The force creating gravity is therefor matter.
So planets and stars are the force that is creating gravity.

I personally do not totally believe in this exact theory myself.
Einstein came up with it.

Anonymous 0 Comments

The short answer to your question is “No.” But what’s really going to screw with you is that gravity isn’t a force – there actually is no such thing as a gravitational force (as we understand it today): [https://www.youtube.com/watch?v=Xc4xYacTu-E](https://www.youtube.com/watch?v=Xc4xYacTu-E)

Gravity, in our everyday human experience, is merely a notional model of reality. It’s a useful model, but it’s not what’s “really” happening.

So, gravity isn’t an endless energy force (actually, it’s nothing, but part of a model of behavior). When energy is expended to change an object’s position, velocity, acceleration in space-time, that energy isn’t working against or compensating for gravity.

Anonymous 0 Comments

The full explanation is a bit complex, but I will try to simplify it a bit:

I am assuming that you mean that we could, hypothetically, extract energy out of Earth’s gravity. To do this, you need an object above the surface of earth in a high place.

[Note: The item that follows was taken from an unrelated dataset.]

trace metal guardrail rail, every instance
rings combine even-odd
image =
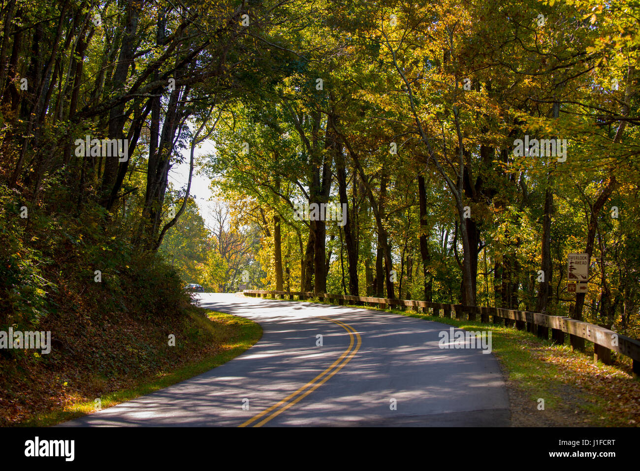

Let’s say you have a baseball that is placed one meter above the ground. This baseball has more gravitational energy than if it were on the ground. However, in order to extract that energy, you need to make the baseball fall down from its high place and onto the floor, and while it falls down, you need to transfer some of that energy into a motor (by colliding the ball onto a paddle that moves the motor, for example), and then transform the movement of the motor into something else (technical stuff that is not important right now). But once the baseball reaches its minimum height (the ground), then all the “gravitational energy” is already depleted, and is usually dissipated onto something else (transformed into heat, usually).

This is the basic principle of hydroelectric power plants, because water can be see as “a bunch of baseballs” that are falling down from a high place following a stream due to Earth’s gravity, and we simply use motors attached to paddles that collect a little piece of that energy.

However, in order to collect that energy, you need an object falling down from a high place (water/baseballs), and in order to get those objects back up, you need to invest energy in carrying them above the ground (you need to put the baseball on top of the shelf for it to be able to fall down), and that usually requires more energy than what you usually can harvest when if falls back down. In the case of water stream, what makes the water “rise above” is its evaporation because of the heat of the sun (and the water cycle, that later makes it rain). So in a sense, hydroelectric power is just gravitational energy harvesting powered by the sun.

So, to summarize, gravitational energy is associated with the height of an object, not the force that pulls it downwards, and it can only be harvested when the object moves downwards, so it is impossible to obtain unlimited energy from gravity.